Nesta quinta, 2 de
outubro, os bancários, em greve no país inteiro, trazem à tona a
discussão sobre o papel dos bancos e, em especial, do Banco Central.
Haverá manifestações em dez capitais, incluindo o Recife, para
combater as propostas políticas que os bancos colocaram na agenda da
eleição presidencial deste ano, entre elas a independência do
Banco Central, a limitação do papel dos bancos públicos e o fim do
crédito direcionado.
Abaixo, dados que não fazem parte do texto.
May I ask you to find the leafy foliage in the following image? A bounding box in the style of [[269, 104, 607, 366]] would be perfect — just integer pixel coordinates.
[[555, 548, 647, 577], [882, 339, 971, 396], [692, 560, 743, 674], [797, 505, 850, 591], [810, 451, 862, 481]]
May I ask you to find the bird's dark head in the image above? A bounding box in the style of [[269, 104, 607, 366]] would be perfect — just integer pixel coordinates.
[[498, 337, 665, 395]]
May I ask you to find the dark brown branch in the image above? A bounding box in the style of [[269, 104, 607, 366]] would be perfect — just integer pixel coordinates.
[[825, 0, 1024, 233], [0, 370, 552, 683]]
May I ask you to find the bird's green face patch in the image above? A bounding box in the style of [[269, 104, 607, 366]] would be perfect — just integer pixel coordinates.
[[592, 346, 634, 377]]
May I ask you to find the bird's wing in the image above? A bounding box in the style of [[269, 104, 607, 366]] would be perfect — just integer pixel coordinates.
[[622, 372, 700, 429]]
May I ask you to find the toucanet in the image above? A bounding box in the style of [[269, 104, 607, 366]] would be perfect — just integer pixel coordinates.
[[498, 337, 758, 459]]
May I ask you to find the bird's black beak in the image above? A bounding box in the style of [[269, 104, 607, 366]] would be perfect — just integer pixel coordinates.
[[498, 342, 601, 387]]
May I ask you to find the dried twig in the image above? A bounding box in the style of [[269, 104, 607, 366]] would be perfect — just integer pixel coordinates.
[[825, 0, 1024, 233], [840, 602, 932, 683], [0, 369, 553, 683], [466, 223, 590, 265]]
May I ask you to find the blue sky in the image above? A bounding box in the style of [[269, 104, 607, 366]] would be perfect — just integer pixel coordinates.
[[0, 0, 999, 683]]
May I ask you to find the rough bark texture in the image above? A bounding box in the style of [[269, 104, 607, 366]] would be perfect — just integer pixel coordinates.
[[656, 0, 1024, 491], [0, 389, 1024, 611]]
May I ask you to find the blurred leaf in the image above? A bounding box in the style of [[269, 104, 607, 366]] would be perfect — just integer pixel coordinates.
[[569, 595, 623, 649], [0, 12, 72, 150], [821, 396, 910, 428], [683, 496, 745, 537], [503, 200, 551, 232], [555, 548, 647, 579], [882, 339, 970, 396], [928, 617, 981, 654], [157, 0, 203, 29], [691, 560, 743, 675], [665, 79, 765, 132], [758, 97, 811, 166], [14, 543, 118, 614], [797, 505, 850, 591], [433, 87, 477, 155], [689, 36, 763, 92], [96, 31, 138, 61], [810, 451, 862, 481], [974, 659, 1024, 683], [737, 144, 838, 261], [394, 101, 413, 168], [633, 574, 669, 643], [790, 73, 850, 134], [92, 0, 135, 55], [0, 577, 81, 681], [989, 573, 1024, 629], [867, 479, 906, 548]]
Em Pernambuco, os bancários realizam ato na
sede do Bacen, que fica na Rua da Aurora, com apresentação cultural
e muito bom humor.
Para a presidenta do Sindicato, Jaqueline
Mello, é preciso que a população tome consciência dos riscos de
deixar a política econômica e o controle dos juros do país nas
mãos dos banqueiros. “Isso é tudo o que eles querem. Não é por
acaso que eles já deixaram claro que têm um lado na disputa
presidencial. Pois bem: nós também temos o nosso, e certamente vai
na direção oposta”, afirma.
O presidente da Contraf-CUT
(Confederação Nacional dos Trabalhadores do Ramo Financeiro),
Carlos Cordeiro, ressalta que os bancários querem desenvolvimento
econômico e social, com geração de emprego e distribuição de
renda. “O mercado financeiro age para concentrar a riqueza, num
país que, apesar dos avanços da última década, continua sendo um
dos doze mais desiguais do planeta. O Brasil não pode ficar refém
dos rentistas e dos especuladores, que manipulam o mercado e as
consciências apenas em busca do lucro fácil, sem se importar com a
população e com o futuro do país”, denuncia.
Ele
acrescenta que o Bacen já desfruta hoje de autonomia excessiva e de
aproximação promíscua com os bancos. “A independência formal
significa entregar a condução da política macroeconômica do país
a esse mercado financeiro especulador e irresponsável, roubando essa
atribuição constitucional dos governos democraticamente eleitos
pela população. Seria transformar o BC no sindicato nacional dos
bancos. O que o Brasil precisa, ao contrário, é de um BC
independente dos bancos e da democratização do Copom, com a
participação da sociedade”, argumenta o presidente da
Contraf-CUT.
Defesa dos bancos públicos – O Comando
Nacional dos Bancários também defende a ampliação do papel das
instituições financeiras públicas, ao contrário do que pregam os
bancos privados e alguns candidatos à Presidência da República.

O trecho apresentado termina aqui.